The following are the accepted model parameters:
- prompt: Represents the input text prompt that guides the image generation process. When not defined, you have to pass prompt_embedsinstead
- height: Defines the height in pixels of the generated image in the pipeline
- width: Sets the width in pixels of the generated image in the pipeline
- num_inference_steps: Sets the value of num_inference_steps in the pipeline. It defines the number of steps involved in the inference process. By default, it's set to 50, and balances generation speed and the result quality. A smaller value of de-noising steps leads to faster results, and a larger value enhances quality at the cost of a longer generation time
- guidance_scale: Sets the value of the guidance_scale parameter in the pipeline called Classifier-Free Diffusion Guidance. It's enabled by setting guidance_scale > 1. A higher guidance scale generates images that are closely linked to the text prompt, usually at the expense of lower image quality. Values between 7 and 8.5 work well, and the default vale is 7.5
- negative_prompt: Sets the value of the negative_prompt parameter in the pipeline to specify the prompt that should not guide the image generation. When not defined, you have to pass negative_prompt_embeds instead.
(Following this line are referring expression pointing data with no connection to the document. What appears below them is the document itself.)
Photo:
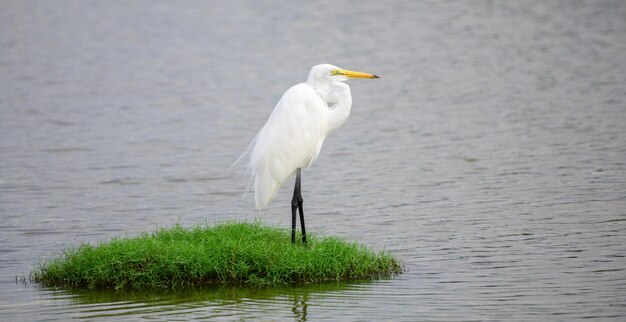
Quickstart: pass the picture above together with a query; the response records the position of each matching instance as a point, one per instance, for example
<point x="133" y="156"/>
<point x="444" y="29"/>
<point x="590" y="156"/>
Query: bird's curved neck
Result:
<point x="339" y="101"/>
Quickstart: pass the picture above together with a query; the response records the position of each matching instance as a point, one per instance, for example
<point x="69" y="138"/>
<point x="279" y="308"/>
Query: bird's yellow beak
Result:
<point x="353" y="74"/>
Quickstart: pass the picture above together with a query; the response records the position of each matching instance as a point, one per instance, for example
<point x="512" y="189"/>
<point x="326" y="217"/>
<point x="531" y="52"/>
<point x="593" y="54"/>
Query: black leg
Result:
<point x="300" y="203"/>
<point x="294" y="206"/>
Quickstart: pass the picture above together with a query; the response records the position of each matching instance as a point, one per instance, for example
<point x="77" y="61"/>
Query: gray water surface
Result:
<point x="490" y="157"/>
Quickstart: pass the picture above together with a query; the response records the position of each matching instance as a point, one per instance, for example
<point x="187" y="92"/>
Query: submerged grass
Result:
<point x="227" y="253"/>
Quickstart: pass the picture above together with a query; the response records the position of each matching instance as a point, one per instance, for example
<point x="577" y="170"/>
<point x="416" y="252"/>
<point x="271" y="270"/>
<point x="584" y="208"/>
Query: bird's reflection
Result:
<point x="300" y="306"/>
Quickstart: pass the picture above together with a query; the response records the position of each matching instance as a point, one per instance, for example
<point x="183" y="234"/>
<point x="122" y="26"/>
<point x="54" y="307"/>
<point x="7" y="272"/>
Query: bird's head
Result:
<point x="325" y="73"/>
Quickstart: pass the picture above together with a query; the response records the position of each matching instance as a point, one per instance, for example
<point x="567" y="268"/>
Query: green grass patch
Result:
<point x="227" y="253"/>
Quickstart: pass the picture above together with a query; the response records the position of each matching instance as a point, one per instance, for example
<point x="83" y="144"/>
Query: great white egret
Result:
<point x="293" y="135"/>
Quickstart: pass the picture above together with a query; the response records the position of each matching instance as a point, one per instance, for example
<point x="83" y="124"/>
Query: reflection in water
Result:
<point x="199" y="303"/>
<point x="300" y="306"/>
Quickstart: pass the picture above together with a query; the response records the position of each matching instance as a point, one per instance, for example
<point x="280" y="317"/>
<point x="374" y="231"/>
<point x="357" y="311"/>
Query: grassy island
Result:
<point x="227" y="253"/>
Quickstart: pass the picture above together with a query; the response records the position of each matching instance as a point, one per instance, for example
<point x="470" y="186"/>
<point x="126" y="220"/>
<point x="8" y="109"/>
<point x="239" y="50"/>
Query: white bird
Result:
<point x="292" y="137"/>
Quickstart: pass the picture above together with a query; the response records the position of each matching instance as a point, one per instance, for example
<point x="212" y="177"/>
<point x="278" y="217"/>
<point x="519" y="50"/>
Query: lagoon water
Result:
<point x="490" y="157"/>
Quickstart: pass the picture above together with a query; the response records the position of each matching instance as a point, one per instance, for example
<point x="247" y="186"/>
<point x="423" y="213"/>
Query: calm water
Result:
<point x="490" y="157"/>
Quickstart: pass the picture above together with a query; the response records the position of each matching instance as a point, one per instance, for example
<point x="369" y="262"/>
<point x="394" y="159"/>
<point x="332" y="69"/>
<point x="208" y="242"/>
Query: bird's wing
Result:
<point x="291" y="138"/>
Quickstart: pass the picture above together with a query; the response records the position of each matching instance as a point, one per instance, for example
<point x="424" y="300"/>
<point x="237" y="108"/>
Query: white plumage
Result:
<point x="293" y="135"/>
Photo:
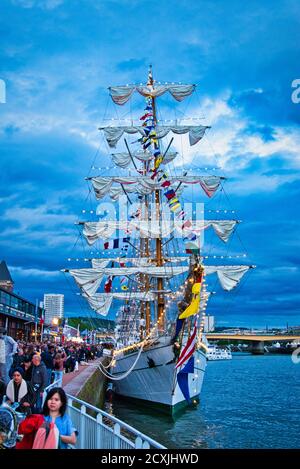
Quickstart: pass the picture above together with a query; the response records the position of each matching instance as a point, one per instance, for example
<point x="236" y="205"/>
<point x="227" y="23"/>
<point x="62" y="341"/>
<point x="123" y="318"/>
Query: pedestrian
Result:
<point x="18" y="391"/>
<point x="2" y="390"/>
<point x="8" y="347"/>
<point x="54" y="411"/>
<point x="39" y="380"/>
<point x="58" y="363"/>
<point x="47" y="359"/>
<point x="27" y="366"/>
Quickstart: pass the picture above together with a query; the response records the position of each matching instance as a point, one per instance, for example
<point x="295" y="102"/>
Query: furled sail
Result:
<point x="121" y="94"/>
<point x="89" y="279"/>
<point x="124" y="159"/>
<point x="144" y="185"/>
<point x="93" y="231"/>
<point x="228" y="275"/>
<point x="196" y="132"/>
<point x="136" y="261"/>
<point x="101" y="304"/>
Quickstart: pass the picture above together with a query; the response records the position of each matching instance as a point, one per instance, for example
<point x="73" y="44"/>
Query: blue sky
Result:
<point x="58" y="57"/>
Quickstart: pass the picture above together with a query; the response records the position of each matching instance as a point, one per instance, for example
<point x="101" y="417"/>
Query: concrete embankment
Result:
<point x="89" y="384"/>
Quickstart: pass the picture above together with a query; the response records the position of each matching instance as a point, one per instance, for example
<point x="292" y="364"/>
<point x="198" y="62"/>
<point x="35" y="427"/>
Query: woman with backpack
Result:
<point x="51" y="430"/>
<point x="58" y="363"/>
<point x="54" y="411"/>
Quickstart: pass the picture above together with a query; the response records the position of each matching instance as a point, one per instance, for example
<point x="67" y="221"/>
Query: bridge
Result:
<point x="257" y="340"/>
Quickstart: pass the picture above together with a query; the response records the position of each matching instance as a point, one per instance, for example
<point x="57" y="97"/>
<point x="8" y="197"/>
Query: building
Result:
<point x="54" y="307"/>
<point x="6" y="282"/>
<point x="20" y="317"/>
<point x="209" y="323"/>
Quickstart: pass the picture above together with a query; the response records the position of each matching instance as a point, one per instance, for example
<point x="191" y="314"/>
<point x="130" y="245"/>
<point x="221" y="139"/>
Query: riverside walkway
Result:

When not using guidance, it's ignored when the guidance_scale is less than 1
- num_images_per_prompt: Sets the num_images_per_prompt parameter value in the pipeline to determine the number of images to generate per prompt
- prompt_embeds: Sets the prompt_embeds value in the pipeline
- negative_prompt_embeds: Sets the value of the negative_prompt_embeds parameter in the pipeline. You can apply pre-generated negative text embeddings to tweak text inputs, for example, prompt weighting. When not provided, negative_prompt_embeds generates using the negative_prompt input argument
- output_type: Sets the output_type parameter value in the pipeline to define the output format of the generated image. You can choose between PIL, Image, or np.array, with the default value set to PIL
- callback: Sets the callback parameter value in the pipeline
- callback_steps: Sets the callback_steps parameter value in the pipeline, the frequency at which the callback function returns. When not specified, the default value is 1
- controlnet_conditioning_scale: Sets the controlnet_conditioning_scale parameter value in the pipeline. ControlNet outputs multiply by controlnet_conditioning_scale before addition to the residual in the original UNet. When multiple ControlNets are available in init, you can set the corresponding scale as a list with the default set to 1.0
- guess_mode: Sets the guess_mode parameter value in the pipeline. In this mode, the ControlNet encoder tries to recognize the content of the input image even if you remove all prompts. The default value is False, but it's recommended to use a guidance_scale value between 3.0 and 5.0
The "Chef in kitchen" prompt generates an image like the one below:

Below are other variants available for the same model:
- lllyasviel/sd-controlnet-canny: Conditioned on Canny edges
- lllyasviel/sd-controlnet-depth: Conditioned on Depth estimation
- lllyasviel/sd-controlnet-hed: Conditioned on HED Boundary
- lllyasviel/sd-controlnet-mlsd: Conditioned on M-LSD straight line detection
- lllyasviel/sd-controlnet-normal: Conditioned on Normal Map Estimation
- lllyasviel/sd-controlnet-openpose: Conditioned on Human Pose Estimation
- lllyasviel/sd-controlnet-scribble: Conditioned on Scribble images
- lllyasviel/sd-controlnet-seg: Conditioned on Image Segmentation

Conclusion

In this article, you implemented Hugging Face diffusion models and used the models to generate results. To use other diffusion models, visit the respective model card pages to learn how to use them. Additionally, studying the model's documentation provides valuable insights into its specific details and configuration options.